Who’s who? How to introduce your team

The work environment plays an important role for programmers, developers and help desks. So give the candidate a glimpse of their future team on your “careers” site. This can also be done with a short introduction video.

Answer questions such as:

  • How big is the team?
  • Who will the new colleague closely cooperate with?
  • Who will be the new colleague's superior?
  • What work methods will be used?

Create team spirit

For most developers, rigid hierarchies are a nightmare. They want quick decision-making processes rather than having to go through all the steps from department manager to CTO. So create smaller teams for different projects and try organizing the IT department in a less hierarchical way than what you may be used to. IT managers should always be open to new processes and technologies and encourage open interaction and mutual learning within the teams.

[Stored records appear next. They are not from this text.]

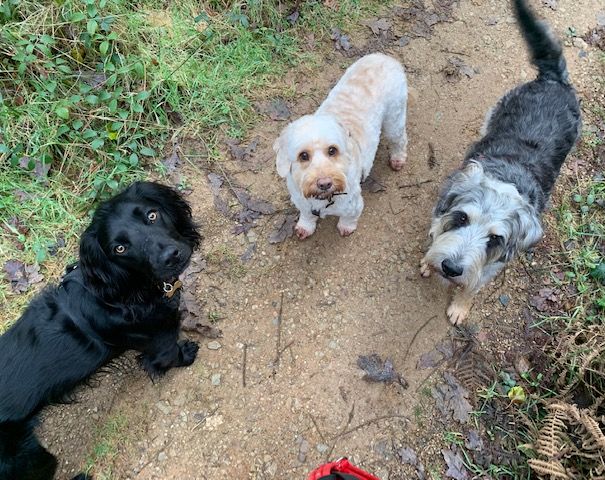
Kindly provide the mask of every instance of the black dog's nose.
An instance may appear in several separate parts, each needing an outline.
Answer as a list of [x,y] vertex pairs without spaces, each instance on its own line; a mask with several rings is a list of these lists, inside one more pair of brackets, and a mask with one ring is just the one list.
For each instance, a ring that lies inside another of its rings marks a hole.
[[320,190],[330,190],[333,184],[334,182],[332,182],[332,179],[330,177],[323,177],[317,179],[317,188],[319,188]]
[[174,246],[166,247],[162,252],[160,259],[164,265],[172,267],[180,262],[181,251]]
[[464,271],[461,266],[456,265],[450,259],[445,259],[443,262],[441,262],[441,270],[447,277],[459,277]]

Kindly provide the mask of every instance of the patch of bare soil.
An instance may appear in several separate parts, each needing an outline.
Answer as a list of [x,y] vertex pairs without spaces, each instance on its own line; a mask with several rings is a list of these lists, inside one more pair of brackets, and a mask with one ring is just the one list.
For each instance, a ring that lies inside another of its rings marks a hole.
[[[545,3],[534,7],[563,39],[569,27],[589,32],[603,10],[599,0]],[[117,451],[98,457],[99,478],[304,479],[340,456],[384,480],[471,478],[444,433],[468,422],[468,392],[486,381],[481,364],[507,361],[519,345],[539,349],[539,338],[524,337],[536,264],[518,261],[486,288],[469,319],[480,327],[462,333],[445,317],[448,292],[421,279],[418,264],[440,182],[477,138],[487,109],[534,72],[501,0],[403,2],[344,33],[315,46],[325,49],[320,68],[283,79],[293,97],[260,105],[263,121],[246,142],[226,144],[220,164],[182,142],[180,174],[205,236],[187,300],[198,360],[155,384],[128,361],[76,404],[50,409],[42,437],[62,462],[60,478],[85,464],[97,429],[116,415],[127,428]],[[394,173],[379,151],[351,237],[338,236],[334,218],[308,240],[288,237],[292,209],[271,145],[288,119],[313,111],[349,64],[375,50],[407,69],[408,162]],[[565,54],[584,95],[598,52],[568,39]],[[392,381],[364,378],[360,356]],[[461,365],[467,376],[447,375]],[[482,448],[480,432],[463,440]]]

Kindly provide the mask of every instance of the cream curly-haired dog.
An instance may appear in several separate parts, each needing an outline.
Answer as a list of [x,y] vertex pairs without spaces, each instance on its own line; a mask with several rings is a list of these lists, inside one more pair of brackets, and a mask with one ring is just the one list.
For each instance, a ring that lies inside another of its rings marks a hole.
[[277,173],[285,177],[300,210],[296,235],[312,235],[318,218],[340,217],[350,235],[363,210],[361,182],[372,164],[380,134],[389,142],[393,170],[406,160],[407,81],[402,65],[375,53],[351,65],[312,115],[289,124],[275,141]]

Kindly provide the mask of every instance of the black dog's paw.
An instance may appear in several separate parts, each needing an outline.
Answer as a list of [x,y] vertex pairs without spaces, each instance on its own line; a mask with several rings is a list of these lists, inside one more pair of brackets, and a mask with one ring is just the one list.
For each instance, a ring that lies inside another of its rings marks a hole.
[[200,349],[200,346],[197,342],[192,342],[191,340],[185,340],[179,343],[179,348],[181,349],[181,366],[187,367],[191,365],[195,357],[197,356],[197,351]]
[[160,366],[156,359],[151,358],[148,355],[141,354],[137,357],[137,359],[151,380],[160,378],[162,375],[164,375],[164,373],[166,373],[166,370],[168,370],[168,368]]

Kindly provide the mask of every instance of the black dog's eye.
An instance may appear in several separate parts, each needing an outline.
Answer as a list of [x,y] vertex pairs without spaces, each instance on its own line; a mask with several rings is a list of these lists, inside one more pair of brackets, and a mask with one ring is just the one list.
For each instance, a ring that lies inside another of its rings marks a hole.
[[504,238],[502,238],[500,235],[490,235],[489,240],[487,241],[487,248],[497,247],[502,245],[503,242]]

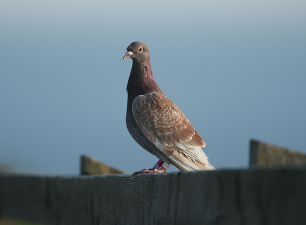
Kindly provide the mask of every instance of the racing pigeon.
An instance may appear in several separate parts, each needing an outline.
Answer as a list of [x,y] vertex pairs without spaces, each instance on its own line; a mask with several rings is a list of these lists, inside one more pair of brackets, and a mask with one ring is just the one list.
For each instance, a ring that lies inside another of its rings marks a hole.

Make a clear commitment to technology

If you don't have anyone from IT on your leadership team, it sends the wrong signals to your developers - especially in companies whose business largely takes place online. It's a very clear indication that your company doesn't seem to value technological advancement much. But your coding staff will want to avoid technological stasis. If you want to remain attractive for this type of talent, even other managers should make a clear commitment to a modern technological orientation of the entire company.

Offer the home office option

IT professionals have always been accustomed to work beyond physical presence. Over the past 30 years, global Internet projects have been completed by IT teams without anyone ever seeing the others face to face. And despite this, you’d like to ask your staff to be at the office 40 hours a week developing software? A good developer could earn enough as a freelancer working from home, so they will think twice before agreeing to those terms.

In conclusion

Finding and keeping the right IT people is vital to any business today. By now you should feel equipped to work with IT professionals in France & Germany. In the future, it will remain essential to keep up with the complex and constantly evolving European job market, so as to evolve with it.